In dem Werbematerial ist ein israelischer Soldat zu sehen, was am Sonntag zu verstärkten Boykott-Aufrufen in sozialen Medien führte. Prominente Kritiker wie die Autorinnen Susan Abulhawa und Fatima Bhutto forderten öffentlich dazu auf, Produkte der Marke zu meiden.

Das Unternehmen hatte den „Single-Shoe-Service“ eigentlich als inklusive Innovation positioniert, sieht sich nun jedoch dem Vorwurf politischer Instinktlosigkeit ausgesetzt. Es ist nicht das erste Mal, dass Marketing-Entscheidungen des Konzerns zu gesellschaftlichen Debatten führen, was in der aktuellen Marktphase für zusätzliche Volatilität sorgt.

Produkt-Offensive und personeller Umbruch

Um dem negativen Nachrichtenzyklus entgegenzuwirken, setzt Adidas auf eine hohe Schlagzahl bei Produktveröffentlichungen. Am vergangenen Dienstag startete die Kooperation mit Pharrell Williams für den „VIRGINIA Watermoc“.

Zudem wurde am Donnerstag die neue Kollektion mit der Designerin Simone Rocha für die Saison Herbst/Winter 2026 vorgestellt. Ein besonderer Fokus liegt im September zudem auf der Zusammenarbeit mit Pokémon zum 30-jährigen Jubiläum der Franchise, im Rahmen derer zwölf verschiedene Schuhmodelle weltweit in den Handel kommen.

Hinter den Kulissen bereitet sich der Konzern zudem auf einen Führungswechsel in der Finanzabteilung vor. Wie Adidas bereits Ende Juli bestätigte, wird Birgit Kretschmer zum Jahresende den langjährigen Finanzvorstand Harm Ohlmeyer ablösen.
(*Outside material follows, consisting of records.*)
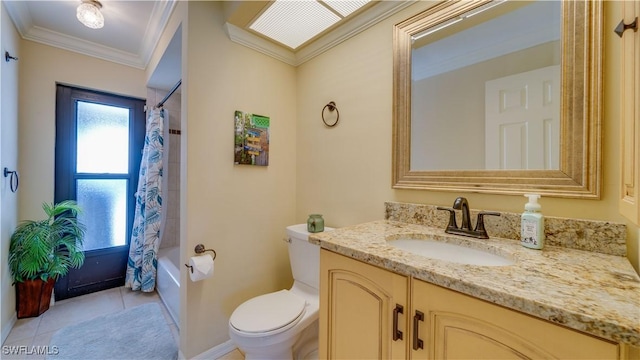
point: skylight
(294, 22)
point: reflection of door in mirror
(522, 120)
(448, 95)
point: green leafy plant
(48, 248)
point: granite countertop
(595, 293)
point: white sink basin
(450, 252)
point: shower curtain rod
(175, 87)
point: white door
(522, 120)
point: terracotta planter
(33, 297)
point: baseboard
(217, 351)
(6, 329)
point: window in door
(99, 138)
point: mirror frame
(579, 175)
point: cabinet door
(457, 326)
(358, 304)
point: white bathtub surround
(283, 324)
(168, 280)
(583, 290)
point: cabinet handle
(397, 334)
(417, 343)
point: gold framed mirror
(577, 171)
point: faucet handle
(480, 223)
(452, 217)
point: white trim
(358, 24)
(157, 23)
(217, 351)
(7, 328)
(63, 41)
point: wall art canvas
(251, 139)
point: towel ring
(331, 106)
(13, 180)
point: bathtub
(168, 280)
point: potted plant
(43, 250)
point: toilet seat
(268, 313)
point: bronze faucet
(462, 204)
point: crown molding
(360, 23)
(81, 46)
(19, 13)
(158, 21)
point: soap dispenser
(532, 224)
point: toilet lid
(267, 312)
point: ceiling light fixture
(88, 13)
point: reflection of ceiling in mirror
(525, 27)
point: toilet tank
(304, 256)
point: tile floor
(34, 332)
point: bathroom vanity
(378, 301)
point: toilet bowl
(283, 324)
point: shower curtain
(149, 217)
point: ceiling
(133, 27)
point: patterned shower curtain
(148, 223)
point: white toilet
(283, 324)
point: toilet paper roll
(202, 267)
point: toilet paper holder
(199, 249)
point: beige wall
(345, 172)
(241, 211)
(8, 158)
(438, 120)
(171, 200)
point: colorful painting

Kretschmer, die zuvor als CFO für C&A tätig war, kehrt damit zu ihrem früheren Arbeitgeber zurück. Sie übernimmt die Position in einer Phase, in der das Unternehmen nach einer Anhebung der Jahresprognose Ende Juli ein währungsbereinigtes Umsatzwachstum von 9 bis 10 Prozent sowie ein Betriebsergebnis von rund 2,3 Milliarden Euro für das Gesamtjahr 2026 anstrebt.

Analysten hatten auf die letzten Quartalszahlen Ende Juli gemischt reagiert. Während die Deutsche Bank Research und Jefferies ihre Kaufempfehlungen mit Kurszielen zwischen 205 und 210 Euro bestätigten, senkte Oddo BHF das Ziel geringfügig auf 210 Euro ab und verwies auf eine leichte Enttäuschung beim operativen Ergebnis trotz der angehobenen Umsatzziele.

Die nächsten detaillierten Einblicke in die Geschäftsentwicklung werden für den 29. Oktober erwartet, wenn Adidas die Ergebnisse für das dritte Quartal vorlegt.